Un scénariste star devenu papa pour la première fois

Miguel Campos, 42 ans, l’un des visages les plus attachants de l’équipe de David Broncano sur La Revuelta, vient de vivre le plus grand bouleversement de sa vie. Le 1er septembre, sa compagne a donné naissance à leur premier enfant. Une naissance très attendue, après un long parcours de fécondation in vitro dont le couple avait déjà parlé, avec beaucoup de pudeur, il y a un an.

Comme d’autres figures publiques récemment confrontées à des annonces personnelles marquantes, à l’image de Yannick Noah hospitalisé en urgence, Campos a choisi la transparence plutôt que le silence. Actuellement en congé paternité, il a pourtant fait une exception pour se rendre dans les studios de la Cadena SER.

Cette visite était attendue depuis longtemps par l’émission La Ventana, animée par Carles Francino. Jusqu’ici, les horaires de tournage de La Revuelta rendaient l’invitation impossible. Profitant de son congé, le chroniqueur a enfin pu s’installer face au micro, non sans une pointe d’autodérision digne des grandes prises de parole des personnalités comme Sylvie Tellier lorsqu’elle évoque son passé.

« Pardonne-moi, je dois te laisser ici » : l’adieu qui a tout dit

C’est là que Miguel Campos a lâché la phrase qui a marqué l’entretien. Racontant les premiers instants avec son fils, il a expliqué : « Le petit a 9 jours.

Je lui ai fait un baiser sur le front et je lui ai dit : le groupe PRISA a besoin de moi, pardonne-moi, je dois te laisser ici.
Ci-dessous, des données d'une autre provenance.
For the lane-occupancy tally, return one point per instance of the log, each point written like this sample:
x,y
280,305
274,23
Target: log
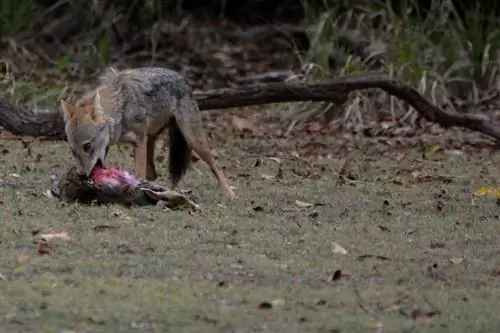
x,y
70,188
48,124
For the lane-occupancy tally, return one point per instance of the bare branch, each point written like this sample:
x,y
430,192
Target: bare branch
x,y
49,124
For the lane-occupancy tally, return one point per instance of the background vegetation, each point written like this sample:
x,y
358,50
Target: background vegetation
x,y
447,49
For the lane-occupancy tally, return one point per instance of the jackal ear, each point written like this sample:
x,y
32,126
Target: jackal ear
x,y
98,112
68,110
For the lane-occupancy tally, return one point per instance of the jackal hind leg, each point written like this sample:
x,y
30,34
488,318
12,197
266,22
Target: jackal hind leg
x,y
197,141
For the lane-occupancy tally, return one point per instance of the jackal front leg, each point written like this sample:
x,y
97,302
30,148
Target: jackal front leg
x,y
140,157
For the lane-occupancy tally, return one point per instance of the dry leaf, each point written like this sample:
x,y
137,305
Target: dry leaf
x,y
418,176
267,177
482,191
243,123
456,260
42,247
61,235
313,127
278,302
21,258
432,150
338,249
303,204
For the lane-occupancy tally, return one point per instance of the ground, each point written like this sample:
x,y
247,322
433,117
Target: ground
x,y
362,240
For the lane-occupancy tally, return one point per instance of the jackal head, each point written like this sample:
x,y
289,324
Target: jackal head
x,y
87,132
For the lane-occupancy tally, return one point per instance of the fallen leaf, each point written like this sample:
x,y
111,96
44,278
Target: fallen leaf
x,y
42,247
303,204
456,260
339,274
61,235
432,150
243,123
482,191
338,249
278,302
265,305
103,227
313,127
366,256
21,258
419,176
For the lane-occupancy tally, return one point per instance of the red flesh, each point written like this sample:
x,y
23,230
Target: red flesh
x,y
113,177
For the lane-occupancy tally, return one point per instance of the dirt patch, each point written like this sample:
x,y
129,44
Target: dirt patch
x,y
362,240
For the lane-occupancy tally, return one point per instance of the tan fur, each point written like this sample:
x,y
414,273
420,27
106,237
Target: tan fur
x,y
137,106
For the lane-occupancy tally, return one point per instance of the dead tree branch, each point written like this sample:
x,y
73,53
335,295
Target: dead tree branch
x,y
48,124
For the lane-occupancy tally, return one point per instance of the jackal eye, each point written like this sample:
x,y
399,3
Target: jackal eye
x,y
87,147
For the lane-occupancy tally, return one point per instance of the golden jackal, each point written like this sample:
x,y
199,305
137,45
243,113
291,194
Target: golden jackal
x,y
136,106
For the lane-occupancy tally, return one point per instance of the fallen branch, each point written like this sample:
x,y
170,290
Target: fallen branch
x,y
48,124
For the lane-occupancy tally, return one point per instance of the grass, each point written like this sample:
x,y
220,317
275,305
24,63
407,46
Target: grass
x,y
263,262
444,55
421,255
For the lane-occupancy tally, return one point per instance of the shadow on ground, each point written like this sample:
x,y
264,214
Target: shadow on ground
x,y
371,243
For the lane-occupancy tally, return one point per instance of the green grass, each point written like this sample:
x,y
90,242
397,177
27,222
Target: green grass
x,y
170,271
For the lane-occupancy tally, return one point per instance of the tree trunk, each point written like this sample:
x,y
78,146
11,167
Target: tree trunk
x,y
48,124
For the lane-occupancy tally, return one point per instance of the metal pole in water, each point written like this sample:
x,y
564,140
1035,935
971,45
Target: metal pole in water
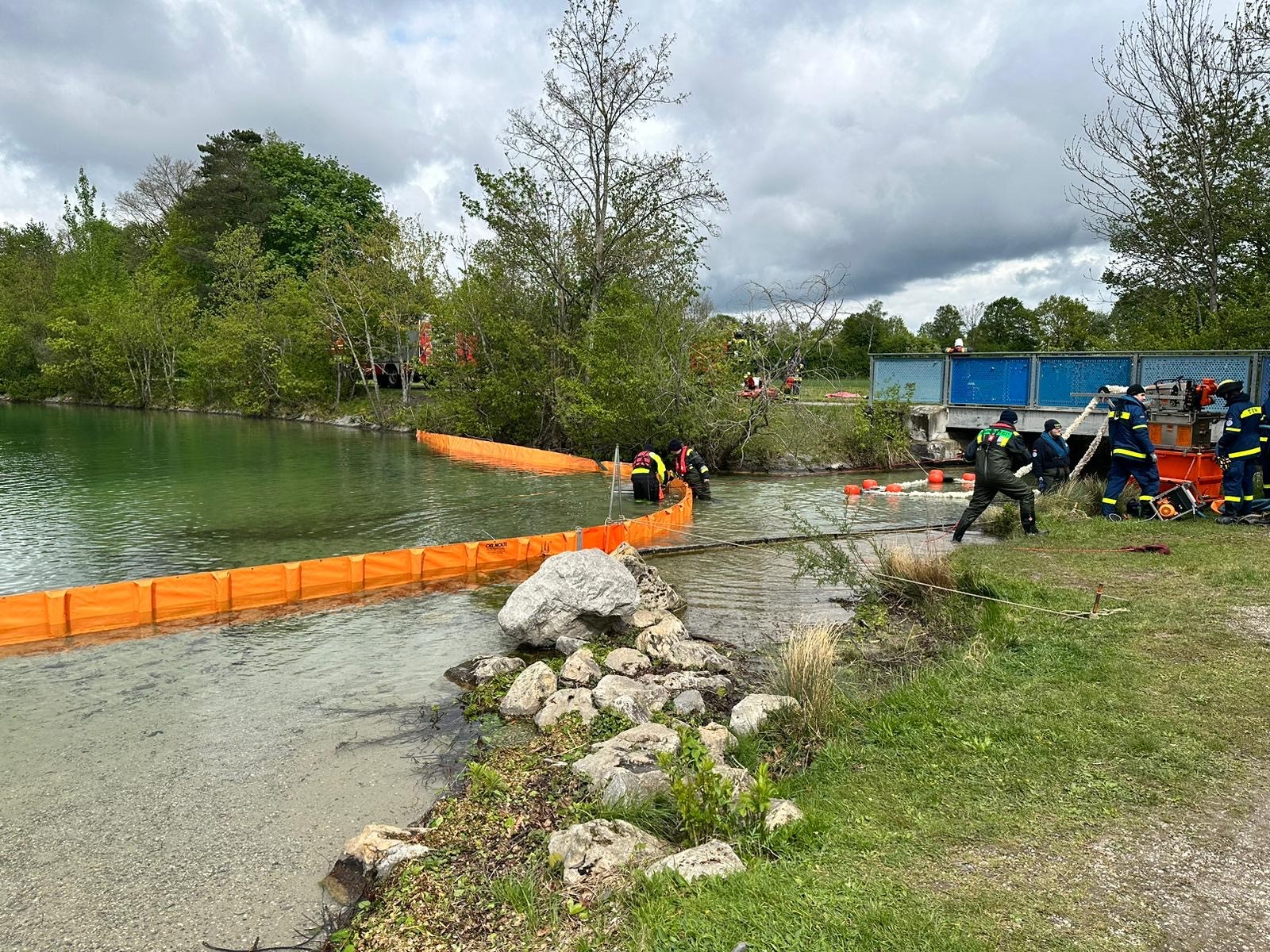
x,y
613,484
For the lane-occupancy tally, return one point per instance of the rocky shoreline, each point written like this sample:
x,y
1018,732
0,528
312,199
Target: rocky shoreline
x,y
600,655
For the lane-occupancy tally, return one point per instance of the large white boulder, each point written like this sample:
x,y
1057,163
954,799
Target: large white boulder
x,y
753,710
575,594
529,692
713,858
597,854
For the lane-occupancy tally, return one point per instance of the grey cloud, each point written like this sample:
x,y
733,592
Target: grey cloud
x,y
908,141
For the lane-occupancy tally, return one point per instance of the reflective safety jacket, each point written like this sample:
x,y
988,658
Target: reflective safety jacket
x,y
648,461
997,452
1242,435
691,467
1127,427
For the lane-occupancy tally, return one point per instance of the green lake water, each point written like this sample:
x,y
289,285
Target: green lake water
x,y
197,785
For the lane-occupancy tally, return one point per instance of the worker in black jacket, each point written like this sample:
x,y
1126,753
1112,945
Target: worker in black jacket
x,y
996,454
1052,459
689,465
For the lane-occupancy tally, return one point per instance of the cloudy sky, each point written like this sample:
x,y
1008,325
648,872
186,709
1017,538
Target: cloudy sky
x,y
918,143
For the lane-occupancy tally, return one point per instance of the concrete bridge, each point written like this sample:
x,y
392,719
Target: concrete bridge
x,y
956,395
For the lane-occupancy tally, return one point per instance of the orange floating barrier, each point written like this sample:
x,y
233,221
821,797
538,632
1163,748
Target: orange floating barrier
x,y
40,616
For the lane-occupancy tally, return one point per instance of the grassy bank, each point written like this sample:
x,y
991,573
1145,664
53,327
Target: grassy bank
x,y
971,808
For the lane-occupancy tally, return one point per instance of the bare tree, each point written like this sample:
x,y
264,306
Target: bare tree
x,y
1155,164
163,184
638,213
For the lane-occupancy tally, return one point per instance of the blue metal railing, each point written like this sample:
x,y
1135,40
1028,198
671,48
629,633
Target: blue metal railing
x,y
1051,380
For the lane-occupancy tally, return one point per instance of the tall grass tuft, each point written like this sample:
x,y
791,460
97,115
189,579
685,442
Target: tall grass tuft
x,y
907,575
806,668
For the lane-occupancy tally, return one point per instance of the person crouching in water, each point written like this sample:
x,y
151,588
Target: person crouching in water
x,y
1052,460
648,475
691,467
996,454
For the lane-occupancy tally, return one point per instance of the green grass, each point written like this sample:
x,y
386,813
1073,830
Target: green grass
x,y
956,812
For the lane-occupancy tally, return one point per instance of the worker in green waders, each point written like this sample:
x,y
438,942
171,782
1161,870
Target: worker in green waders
x,y
648,475
996,454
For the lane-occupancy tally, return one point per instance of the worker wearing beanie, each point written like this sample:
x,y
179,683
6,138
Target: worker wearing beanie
x,y
1133,455
1240,447
1052,460
996,454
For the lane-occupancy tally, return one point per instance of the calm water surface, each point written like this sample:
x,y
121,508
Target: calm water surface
x,y
196,785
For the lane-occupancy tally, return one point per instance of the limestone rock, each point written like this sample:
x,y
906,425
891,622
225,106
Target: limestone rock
x,y
690,681
626,660
597,854
781,812
658,639
614,685
630,708
567,647
718,739
690,654
753,710
529,692
575,593
474,673
654,592
581,668
689,702
564,702
713,858
625,768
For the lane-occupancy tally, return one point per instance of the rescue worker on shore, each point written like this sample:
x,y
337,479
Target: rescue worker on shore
x,y
996,454
1133,456
1238,448
648,475
1052,459
691,467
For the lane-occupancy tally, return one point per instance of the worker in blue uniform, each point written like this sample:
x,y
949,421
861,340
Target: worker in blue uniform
x,y
1133,456
1238,448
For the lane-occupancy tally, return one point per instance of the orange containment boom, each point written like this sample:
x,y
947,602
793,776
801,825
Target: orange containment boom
x,y
41,616
482,451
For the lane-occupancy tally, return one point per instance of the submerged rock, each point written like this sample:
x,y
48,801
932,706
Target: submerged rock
x,y
654,592
575,594
713,858
529,692
753,710
474,673
596,854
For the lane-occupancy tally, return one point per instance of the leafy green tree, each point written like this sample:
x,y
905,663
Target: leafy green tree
x,y
1006,324
944,328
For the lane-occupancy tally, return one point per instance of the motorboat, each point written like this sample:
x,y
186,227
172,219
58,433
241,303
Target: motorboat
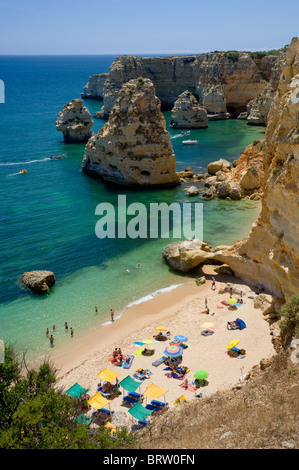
x,y
190,142
58,157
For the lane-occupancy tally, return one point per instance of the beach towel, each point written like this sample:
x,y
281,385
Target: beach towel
x,y
128,361
159,361
241,323
190,387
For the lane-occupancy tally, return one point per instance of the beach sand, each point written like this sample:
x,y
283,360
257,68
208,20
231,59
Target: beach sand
x,y
180,312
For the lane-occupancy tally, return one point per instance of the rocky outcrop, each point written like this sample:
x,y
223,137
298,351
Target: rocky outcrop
x,y
222,82
39,282
187,113
94,87
270,254
75,122
258,109
133,148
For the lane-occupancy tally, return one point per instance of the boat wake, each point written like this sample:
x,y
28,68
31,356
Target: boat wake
x,y
25,163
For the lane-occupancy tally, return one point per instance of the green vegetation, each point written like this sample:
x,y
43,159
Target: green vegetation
x,y
290,317
33,415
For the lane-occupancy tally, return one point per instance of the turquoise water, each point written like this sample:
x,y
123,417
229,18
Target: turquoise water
x,y
48,214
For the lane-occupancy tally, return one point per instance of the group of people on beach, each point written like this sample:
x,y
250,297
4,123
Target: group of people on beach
x,y
51,337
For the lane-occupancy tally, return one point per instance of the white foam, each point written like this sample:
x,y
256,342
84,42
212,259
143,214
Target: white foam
x,y
146,298
25,163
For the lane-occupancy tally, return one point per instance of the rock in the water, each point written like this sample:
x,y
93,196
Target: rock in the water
x,y
192,191
39,281
74,121
224,269
187,113
133,148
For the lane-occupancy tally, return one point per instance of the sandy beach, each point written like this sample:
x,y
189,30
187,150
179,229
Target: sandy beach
x,y
180,312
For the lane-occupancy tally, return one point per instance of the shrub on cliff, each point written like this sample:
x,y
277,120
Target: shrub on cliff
x,y
290,317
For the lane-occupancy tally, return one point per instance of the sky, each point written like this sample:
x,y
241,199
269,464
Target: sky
x,y
61,27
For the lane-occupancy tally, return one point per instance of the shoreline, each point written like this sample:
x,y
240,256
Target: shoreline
x,y
180,312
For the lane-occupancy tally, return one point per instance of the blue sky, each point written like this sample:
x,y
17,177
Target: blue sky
x,y
140,27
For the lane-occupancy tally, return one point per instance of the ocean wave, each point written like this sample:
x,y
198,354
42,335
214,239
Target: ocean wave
x,y
146,298
25,163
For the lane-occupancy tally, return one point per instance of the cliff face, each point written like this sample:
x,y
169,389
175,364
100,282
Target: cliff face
x,y
133,148
270,254
235,76
75,122
187,113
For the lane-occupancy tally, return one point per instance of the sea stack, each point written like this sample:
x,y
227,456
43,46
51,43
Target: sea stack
x,y
133,148
74,121
39,282
187,113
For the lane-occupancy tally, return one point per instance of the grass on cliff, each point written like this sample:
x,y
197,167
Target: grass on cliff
x,y
263,414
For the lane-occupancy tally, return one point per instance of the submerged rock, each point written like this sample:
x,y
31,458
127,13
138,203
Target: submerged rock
x,y
133,148
187,113
39,282
74,121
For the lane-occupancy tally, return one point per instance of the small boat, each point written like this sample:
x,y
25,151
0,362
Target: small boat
x,y
58,157
190,142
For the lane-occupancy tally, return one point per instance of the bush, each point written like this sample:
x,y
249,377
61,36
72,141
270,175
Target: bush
x,y
290,317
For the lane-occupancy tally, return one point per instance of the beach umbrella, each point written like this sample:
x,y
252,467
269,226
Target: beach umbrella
x,y
201,374
175,342
207,325
173,351
233,343
181,338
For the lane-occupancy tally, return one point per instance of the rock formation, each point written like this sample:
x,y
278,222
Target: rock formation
x,y
258,108
39,282
187,113
221,81
94,87
270,254
133,148
74,121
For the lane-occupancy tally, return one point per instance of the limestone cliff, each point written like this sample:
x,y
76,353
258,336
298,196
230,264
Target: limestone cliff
x,y
270,254
94,87
220,81
133,148
74,121
187,113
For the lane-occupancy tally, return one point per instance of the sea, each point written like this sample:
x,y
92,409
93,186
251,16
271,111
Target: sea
x,y
48,215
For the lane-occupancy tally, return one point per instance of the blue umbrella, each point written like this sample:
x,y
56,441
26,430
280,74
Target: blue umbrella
x,y
181,338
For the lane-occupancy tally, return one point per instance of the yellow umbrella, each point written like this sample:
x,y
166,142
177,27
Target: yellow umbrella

Et il a parfaitement compris.

Il sait à quel point le groupe PRISA est important pour moi, donc voilà, je suis là », a-t-il raconté entre deux rires.

La formule, entre tendresse et absurde, résume tout le personnage. Derrière l’humour assumé, un vrai bouleversement se lit en creux. Comme dans de nombreuses affaires suivies avec attention par le public, à l’image des révélations qui entourent certaines personnalités récemment accusées, la parole publique de Campos surprend par sa franchise inhabituelle sur un sujet aussi intime.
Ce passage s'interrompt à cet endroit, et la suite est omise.